Este problema es de todos y de todas. Los hombres que ejercen violencia sobre la mujer lo aprendieron, están replicando un sistema que no les permite ni les enseña a manejar sus emociones. Y este mismo sistema se vuelve cómplice de nosotras mismas, muchas veces somos cómplices de hacer esta separación emocional de cómo somos unos y como somos otros. 

Entendernos también implica aceptar que hay muchos aliados, hay hombres muy buenos que son socios, aliados, amigos, amorosos y que crían mujeres y hombres increíbles. Y hay muchos otros muy diferentes, toda violencia siempre viene de un lugar violento, y lo que no sabemos es cómo tratar, educar y hablar de esa violencia o romper estigmas de esta masculinidad tóxica. 

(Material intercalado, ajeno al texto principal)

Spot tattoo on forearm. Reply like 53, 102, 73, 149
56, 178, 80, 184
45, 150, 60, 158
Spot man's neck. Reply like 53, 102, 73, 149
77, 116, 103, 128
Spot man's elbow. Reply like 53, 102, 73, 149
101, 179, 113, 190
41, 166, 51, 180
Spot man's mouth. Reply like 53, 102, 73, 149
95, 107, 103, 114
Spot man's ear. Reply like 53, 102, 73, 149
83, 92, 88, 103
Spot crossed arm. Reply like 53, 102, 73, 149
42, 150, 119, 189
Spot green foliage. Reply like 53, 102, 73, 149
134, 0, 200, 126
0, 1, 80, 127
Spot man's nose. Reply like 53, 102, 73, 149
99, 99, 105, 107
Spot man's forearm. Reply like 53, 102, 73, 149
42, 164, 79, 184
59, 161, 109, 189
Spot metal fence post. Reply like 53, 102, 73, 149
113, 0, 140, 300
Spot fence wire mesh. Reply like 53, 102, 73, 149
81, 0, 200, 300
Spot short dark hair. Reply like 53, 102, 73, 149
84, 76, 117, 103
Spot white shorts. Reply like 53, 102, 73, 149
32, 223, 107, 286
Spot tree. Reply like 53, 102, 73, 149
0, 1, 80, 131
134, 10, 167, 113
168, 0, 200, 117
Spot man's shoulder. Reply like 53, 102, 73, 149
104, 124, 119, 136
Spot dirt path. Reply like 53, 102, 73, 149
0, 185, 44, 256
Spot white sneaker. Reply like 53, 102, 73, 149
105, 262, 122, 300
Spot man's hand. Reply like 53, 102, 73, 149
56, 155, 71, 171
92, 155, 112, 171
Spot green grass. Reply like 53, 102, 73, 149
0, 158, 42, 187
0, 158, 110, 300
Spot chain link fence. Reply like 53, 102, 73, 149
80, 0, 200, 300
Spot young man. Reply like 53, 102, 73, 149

Por último quiero agradecer a toda la gente que le está dando visibilidad. No sólo a la serie «No fue mi culpa» que eso siempre es bonito como creadora, si no al tema. Me parece que si logramos que hombre, mujeres y familias lo vean, que esto se extienda al tejido social está increíble. 

Y como creadora además poder usar tu arte y poder usar las narrativas que vas descubriendo para contar cosas importantes. Para mí ha sido un regalo poder poner todo lo que he aprendido en todos estos años de carrera en un lugar donde socialmente pueda impactar es increíble.